Transparence du financement des partis politiques : La transparence à petit pas...
Dans le Jura, le peuple a largement accepté (par 11'354 suffrages contre 7596) il y a deux semaines une initiative populaire socialiste prévoyant la publicité des donations aux partis politiques, et de leurs auteurs, dès un montant de 750 francs, et a refusé (par 10'179 voix contre 8256) le contre-projet moins contraignant présenté par le parlement et soutenu par la droite (PLR, PDC, UDC). Le texte adopté prévoit la publication des comptes annuels des partis, et de leurs sources de financement, ainsi que des comptes des comités de campagne de votations et d'élections cantonales et communales. L'identité des donateurs de plus de 750 francs pour les personnes physique, dès le premier franc pour les personnes morales, doit être rendue publique. Pendant ce temps là, à Genève, où une telle loi existe déjà (avec quelques différences), la majorité de droite de la commission du règlement du Conseil municipal a refusé la proposition socialiste de conditionner le subventionnement des groupes parlementaires du Conseil au respect de la loi. On dit que Genève fait partie de l'Arc jurassien ? la corde de l'arc semble un peu distendue.
Savoir qui paie un parti, et combien, permet tout de même d'en savoir un peu plus sur ce qu'il est, et qui il sert
Le succès (devant le peuple, à défaut des
cantons) de l'initiative pour des multinationales responsables
de leurs actes a converti la droite à la transparence du
financement des campagnes électorales et référendaires qu'elle
perd et l'engagement des ONG aux côtés de l'initiative de la
nécessité pour la Suisse de cesser d'être le seul Etat membre du
Conseil de l'Europe à n'avoir pas légiféré en la matière. Et une
initiative populaire "Pour plus de transparence dans le
financement de la vie politique", qui a abouti, rencontre une
forte sympathie dans l'opinion publique. Elle exige que les partis et comités rendent
leur financement public et transmettent leurs comptes à la
Chancellerie fédérale, que les dons soient déclarés, les dons
anonymes (dès 10'000 francs) interdits et que les chiffres
ainsi obtenus soient publiés avant les scrutins qu'ils
concernent. L'initiative répond à une
requête réitérée du Groupe d'Etats contre la corruption
(Greco) du Conseil de l'Europe (dont la Suisse est membre),
qui relève que la Suisse est l'un des rares Etats européens à
ne pas réglementer au niveau national et demande
l'introduction en Suisse d'une obligation faite aux partis
politiques et aux candidats à des élections de communiquer les
dons qu'ils reçoivent, y compris ceux sous forme non
monétaire, à partir d'un certain montant, ainsi que l'identité
des donateurs, les dons anonymes devant être interdits. Il
demande également que les partis politiques soient tenus de
présenter leurs comptes.
Il aura donc fallu que les "milieux de
l'économie" s'aperçoivent que d'autres qu'eux pouvaient engager
des centaines de milliers de francs dans des campagnes
nationales pour convaincre la droite fédérale de se rallier à
quelques mesures qui devraient être d'évidence. Le Conseil des
Etats a donc fixé une obligation de déclaration des soutiens dès
qu'ils dépassent 50'000 francs, en ressources financières ou en
services (secrétariat de campagne, par exemple), mais seuls les
donateurs de plus de 25'000 francs devront être dévoilée (la
gauche, par la voix de la Genevoise Lisa Mazzone, plaidait pour
un plancher de 10'000 francs). Il faudra certes aussi soumettre
aux mesures de transparence les partis politiques, pas seulement
les comités de campagne référendaires et électorales. On n'en
est pas encore là, mais il faudra bien qu'on y arrive.

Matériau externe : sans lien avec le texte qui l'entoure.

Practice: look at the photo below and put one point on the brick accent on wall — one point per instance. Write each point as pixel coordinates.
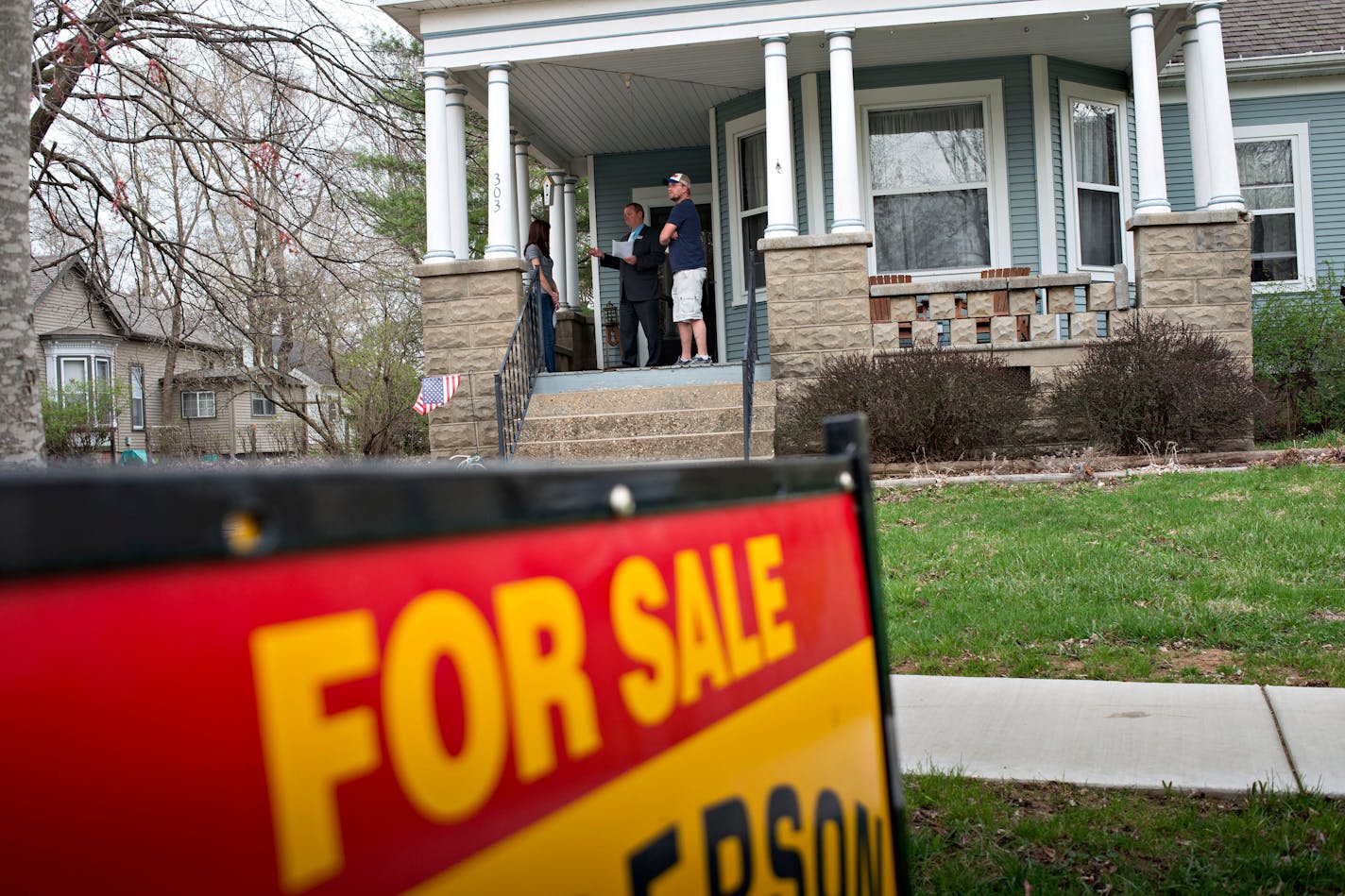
(468, 311)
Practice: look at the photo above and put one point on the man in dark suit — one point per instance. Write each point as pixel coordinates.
(640, 287)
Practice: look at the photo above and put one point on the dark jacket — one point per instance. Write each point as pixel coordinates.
(640, 281)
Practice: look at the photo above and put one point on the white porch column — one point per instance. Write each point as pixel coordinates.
(457, 173)
(437, 237)
(522, 189)
(846, 215)
(1224, 190)
(570, 253)
(1196, 114)
(780, 217)
(1149, 128)
(557, 219)
(502, 211)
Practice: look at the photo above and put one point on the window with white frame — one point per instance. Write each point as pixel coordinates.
(86, 379)
(744, 143)
(198, 404)
(936, 177)
(1097, 165)
(1272, 170)
(263, 405)
(137, 397)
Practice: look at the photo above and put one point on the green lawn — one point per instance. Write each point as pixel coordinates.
(990, 837)
(1200, 576)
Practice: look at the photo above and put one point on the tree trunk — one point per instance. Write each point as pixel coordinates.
(21, 360)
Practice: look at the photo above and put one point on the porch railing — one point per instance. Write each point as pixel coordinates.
(516, 379)
(749, 358)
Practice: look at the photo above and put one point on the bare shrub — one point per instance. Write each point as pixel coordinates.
(923, 404)
(1157, 382)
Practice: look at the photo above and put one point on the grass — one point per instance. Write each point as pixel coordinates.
(1329, 439)
(1218, 576)
(989, 837)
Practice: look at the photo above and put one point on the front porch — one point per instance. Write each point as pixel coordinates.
(1052, 174)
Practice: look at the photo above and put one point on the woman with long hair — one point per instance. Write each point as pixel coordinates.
(538, 255)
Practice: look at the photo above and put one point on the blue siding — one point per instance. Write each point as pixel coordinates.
(1325, 117)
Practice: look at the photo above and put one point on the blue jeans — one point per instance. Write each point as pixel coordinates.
(545, 310)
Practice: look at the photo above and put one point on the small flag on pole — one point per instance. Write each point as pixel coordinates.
(436, 392)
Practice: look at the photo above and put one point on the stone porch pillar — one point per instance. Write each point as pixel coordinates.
(818, 304)
(847, 215)
(502, 211)
(437, 236)
(1196, 114)
(468, 313)
(457, 171)
(1196, 266)
(780, 217)
(1149, 130)
(1224, 190)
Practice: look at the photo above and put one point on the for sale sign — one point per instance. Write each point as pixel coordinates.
(681, 702)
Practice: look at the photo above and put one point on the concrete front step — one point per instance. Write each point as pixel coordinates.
(716, 446)
(649, 423)
(665, 420)
(646, 398)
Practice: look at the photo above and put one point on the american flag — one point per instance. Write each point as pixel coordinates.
(436, 392)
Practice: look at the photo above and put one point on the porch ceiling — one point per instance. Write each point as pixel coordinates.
(579, 105)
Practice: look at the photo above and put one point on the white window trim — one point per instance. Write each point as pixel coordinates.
(1300, 143)
(214, 405)
(990, 93)
(735, 130)
(1072, 91)
(261, 393)
(130, 374)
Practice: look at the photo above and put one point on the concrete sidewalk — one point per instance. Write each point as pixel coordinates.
(1214, 737)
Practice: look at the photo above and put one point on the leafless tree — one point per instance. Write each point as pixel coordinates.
(21, 397)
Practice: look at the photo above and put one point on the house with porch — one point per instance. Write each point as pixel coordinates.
(1012, 177)
(95, 342)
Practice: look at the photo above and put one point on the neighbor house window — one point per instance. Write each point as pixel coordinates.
(936, 177)
(1094, 140)
(263, 405)
(137, 397)
(198, 404)
(1272, 173)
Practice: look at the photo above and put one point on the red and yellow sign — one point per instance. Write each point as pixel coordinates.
(675, 703)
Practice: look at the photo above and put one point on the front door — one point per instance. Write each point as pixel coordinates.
(672, 342)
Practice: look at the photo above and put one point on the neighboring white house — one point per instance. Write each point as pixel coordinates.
(89, 335)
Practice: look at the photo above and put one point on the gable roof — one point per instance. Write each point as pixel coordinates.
(1259, 28)
(130, 319)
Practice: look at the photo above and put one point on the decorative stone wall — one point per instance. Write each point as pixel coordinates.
(468, 310)
(1196, 266)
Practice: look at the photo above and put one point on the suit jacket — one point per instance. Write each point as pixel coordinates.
(640, 281)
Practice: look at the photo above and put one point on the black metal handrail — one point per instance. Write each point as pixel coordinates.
(749, 358)
(517, 376)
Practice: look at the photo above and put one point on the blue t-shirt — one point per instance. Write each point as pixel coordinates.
(686, 252)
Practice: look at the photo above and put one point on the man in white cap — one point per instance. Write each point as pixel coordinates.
(686, 253)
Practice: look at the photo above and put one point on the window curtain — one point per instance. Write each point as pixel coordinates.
(1095, 144)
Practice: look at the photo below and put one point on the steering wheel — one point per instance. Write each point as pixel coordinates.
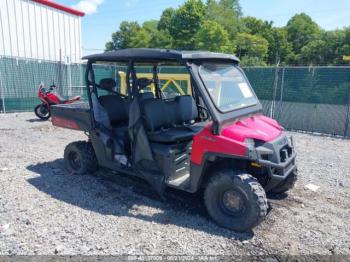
(144, 82)
(203, 113)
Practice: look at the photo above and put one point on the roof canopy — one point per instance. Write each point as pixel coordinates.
(148, 54)
(59, 7)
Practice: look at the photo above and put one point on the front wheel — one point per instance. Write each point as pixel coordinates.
(42, 111)
(235, 200)
(80, 158)
(287, 184)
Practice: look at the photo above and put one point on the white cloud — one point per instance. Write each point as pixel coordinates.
(88, 6)
(130, 3)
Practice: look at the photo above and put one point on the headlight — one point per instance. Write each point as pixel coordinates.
(290, 141)
(250, 142)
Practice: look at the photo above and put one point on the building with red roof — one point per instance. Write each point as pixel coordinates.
(40, 29)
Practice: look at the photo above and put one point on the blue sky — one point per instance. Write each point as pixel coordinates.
(106, 15)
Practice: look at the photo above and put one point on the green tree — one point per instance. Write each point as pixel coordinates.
(157, 38)
(301, 30)
(166, 19)
(227, 13)
(256, 26)
(130, 34)
(279, 47)
(185, 23)
(213, 37)
(250, 46)
(313, 53)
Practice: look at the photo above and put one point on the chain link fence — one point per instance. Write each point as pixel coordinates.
(312, 99)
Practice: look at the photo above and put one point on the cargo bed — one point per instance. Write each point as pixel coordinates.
(73, 116)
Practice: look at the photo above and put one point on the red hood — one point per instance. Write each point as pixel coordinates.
(257, 127)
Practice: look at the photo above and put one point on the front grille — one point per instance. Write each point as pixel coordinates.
(285, 153)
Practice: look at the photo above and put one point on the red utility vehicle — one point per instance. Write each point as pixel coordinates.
(49, 98)
(213, 138)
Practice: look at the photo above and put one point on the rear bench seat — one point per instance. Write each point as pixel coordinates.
(170, 121)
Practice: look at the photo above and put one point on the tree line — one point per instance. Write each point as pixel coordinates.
(219, 26)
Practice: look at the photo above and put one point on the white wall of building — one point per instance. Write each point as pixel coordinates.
(32, 30)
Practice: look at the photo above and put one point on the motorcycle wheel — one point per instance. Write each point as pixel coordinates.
(42, 111)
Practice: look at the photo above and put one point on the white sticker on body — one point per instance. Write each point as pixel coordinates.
(247, 93)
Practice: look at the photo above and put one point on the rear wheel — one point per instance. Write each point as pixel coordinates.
(80, 158)
(287, 184)
(235, 200)
(42, 111)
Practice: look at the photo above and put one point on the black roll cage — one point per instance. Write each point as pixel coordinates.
(219, 118)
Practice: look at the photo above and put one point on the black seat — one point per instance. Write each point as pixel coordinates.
(115, 105)
(170, 121)
(117, 110)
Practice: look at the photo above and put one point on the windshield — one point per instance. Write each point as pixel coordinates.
(227, 86)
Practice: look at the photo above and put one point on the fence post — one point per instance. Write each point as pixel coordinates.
(274, 94)
(2, 93)
(346, 130)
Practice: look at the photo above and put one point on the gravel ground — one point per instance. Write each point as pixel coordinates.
(45, 210)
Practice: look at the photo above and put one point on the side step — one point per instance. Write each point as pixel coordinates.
(181, 182)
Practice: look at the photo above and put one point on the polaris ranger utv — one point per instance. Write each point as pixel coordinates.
(211, 137)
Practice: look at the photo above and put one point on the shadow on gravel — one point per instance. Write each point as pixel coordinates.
(119, 195)
(35, 120)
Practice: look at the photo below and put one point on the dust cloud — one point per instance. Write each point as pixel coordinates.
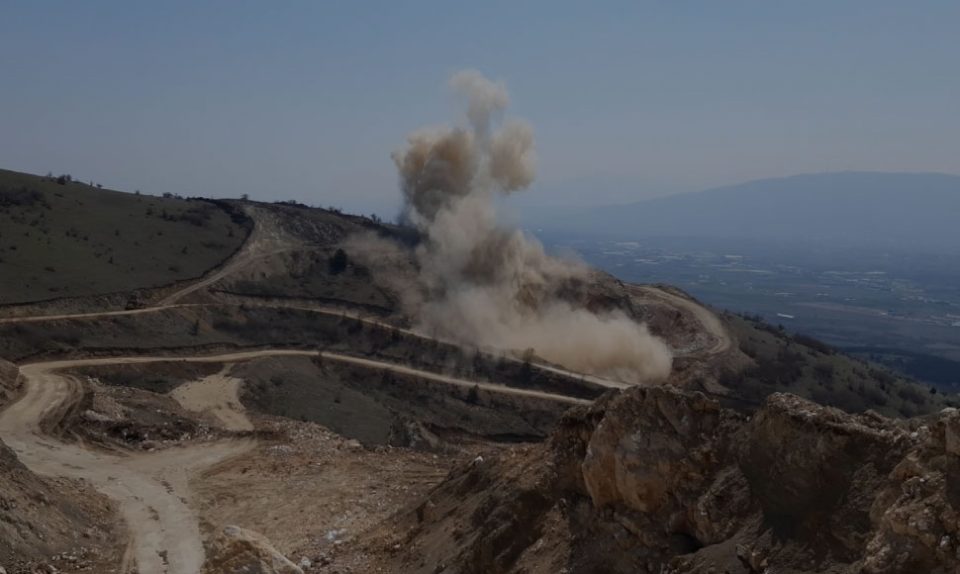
(488, 285)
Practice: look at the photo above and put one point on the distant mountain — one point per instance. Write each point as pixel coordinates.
(897, 211)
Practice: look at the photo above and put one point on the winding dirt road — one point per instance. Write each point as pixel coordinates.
(152, 489)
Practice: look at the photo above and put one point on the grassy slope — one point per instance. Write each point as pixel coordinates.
(68, 240)
(794, 364)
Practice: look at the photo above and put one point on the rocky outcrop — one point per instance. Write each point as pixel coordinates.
(660, 480)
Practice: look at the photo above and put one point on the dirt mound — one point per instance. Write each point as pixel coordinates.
(9, 375)
(43, 518)
(658, 480)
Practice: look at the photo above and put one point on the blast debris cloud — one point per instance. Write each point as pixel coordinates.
(488, 285)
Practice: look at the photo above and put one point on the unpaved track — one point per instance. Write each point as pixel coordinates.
(266, 239)
(152, 489)
(707, 319)
(217, 395)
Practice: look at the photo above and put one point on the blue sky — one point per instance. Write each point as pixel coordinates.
(306, 100)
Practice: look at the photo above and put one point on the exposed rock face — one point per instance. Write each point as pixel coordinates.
(659, 480)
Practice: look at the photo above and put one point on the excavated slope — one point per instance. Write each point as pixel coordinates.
(662, 481)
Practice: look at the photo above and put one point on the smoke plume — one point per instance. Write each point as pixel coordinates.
(491, 286)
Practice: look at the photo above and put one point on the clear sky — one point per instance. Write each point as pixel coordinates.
(306, 100)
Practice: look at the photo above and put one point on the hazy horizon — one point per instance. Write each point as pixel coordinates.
(307, 102)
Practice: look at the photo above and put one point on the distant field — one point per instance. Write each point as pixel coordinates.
(61, 238)
(899, 310)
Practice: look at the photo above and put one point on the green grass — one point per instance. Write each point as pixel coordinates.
(70, 239)
(805, 367)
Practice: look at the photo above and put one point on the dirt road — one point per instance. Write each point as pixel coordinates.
(266, 239)
(152, 488)
(721, 341)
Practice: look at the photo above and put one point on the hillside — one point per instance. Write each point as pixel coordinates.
(62, 238)
(897, 211)
(290, 404)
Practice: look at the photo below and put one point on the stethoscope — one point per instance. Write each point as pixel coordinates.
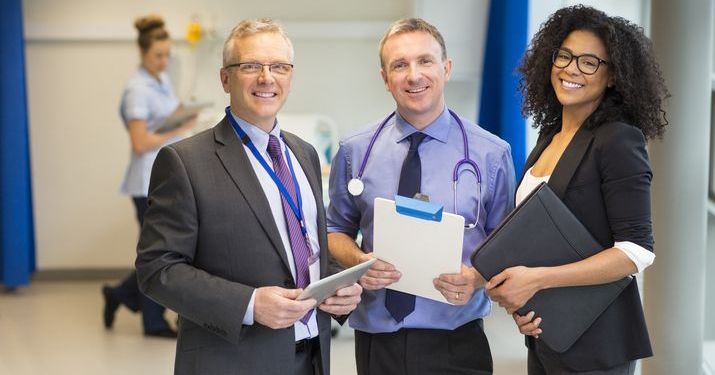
(296, 207)
(356, 186)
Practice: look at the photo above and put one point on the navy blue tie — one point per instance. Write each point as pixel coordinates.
(399, 304)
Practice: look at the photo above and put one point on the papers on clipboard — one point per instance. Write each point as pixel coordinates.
(420, 241)
(182, 113)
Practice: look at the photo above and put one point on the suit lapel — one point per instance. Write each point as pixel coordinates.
(315, 186)
(541, 144)
(570, 160)
(234, 159)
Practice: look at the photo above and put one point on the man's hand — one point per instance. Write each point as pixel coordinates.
(344, 301)
(458, 288)
(380, 274)
(513, 287)
(276, 307)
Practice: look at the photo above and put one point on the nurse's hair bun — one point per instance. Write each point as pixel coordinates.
(148, 23)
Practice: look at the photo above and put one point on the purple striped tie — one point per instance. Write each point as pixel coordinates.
(298, 242)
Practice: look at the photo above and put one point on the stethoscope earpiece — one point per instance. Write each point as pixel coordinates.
(355, 187)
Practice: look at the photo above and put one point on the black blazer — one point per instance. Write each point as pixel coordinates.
(604, 178)
(208, 240)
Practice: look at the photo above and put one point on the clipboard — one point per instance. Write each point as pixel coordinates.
(420, 240)
(543, 232)
(182, 113)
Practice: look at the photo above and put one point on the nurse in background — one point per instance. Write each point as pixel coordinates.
(147, 100)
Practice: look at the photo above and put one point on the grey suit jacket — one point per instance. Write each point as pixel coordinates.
(209, 239)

Cela dit, le résultat des dernières élections cantonales genevoises a prouvé qu'il ne dépendait pas vraiment de ses moyens financiers qu'un parti soit vainqueur ou défait : lors des dernières élections cantonales genevoises, les deux partis qui ont dépensé le plus sont les deux grands perdants des élections : le MCG a été réduit de moitié, et "Genève en Marche" n'a même pas atteint le quorum... Même politiquement, l'argent ne ferait pas le bonheur ? Mettons-le au conditionnel, dans un "paysage politique" que certains voudraient pouvoir transformer en un marché, sur lequel règneraient, évidemment, ceux qui disposent des plus gros moyens. On n'en est pas encore là, et si la transparence du financement des partis politiques pouvait contribuer à ce qu'on y arrive jamais, cela ajouterait une utilité à sa légitimité de principe : savoir qui paie un parti, et combien, permet tout de même d'en savoir un peu plus sur ce qu'il est, et qui il sert.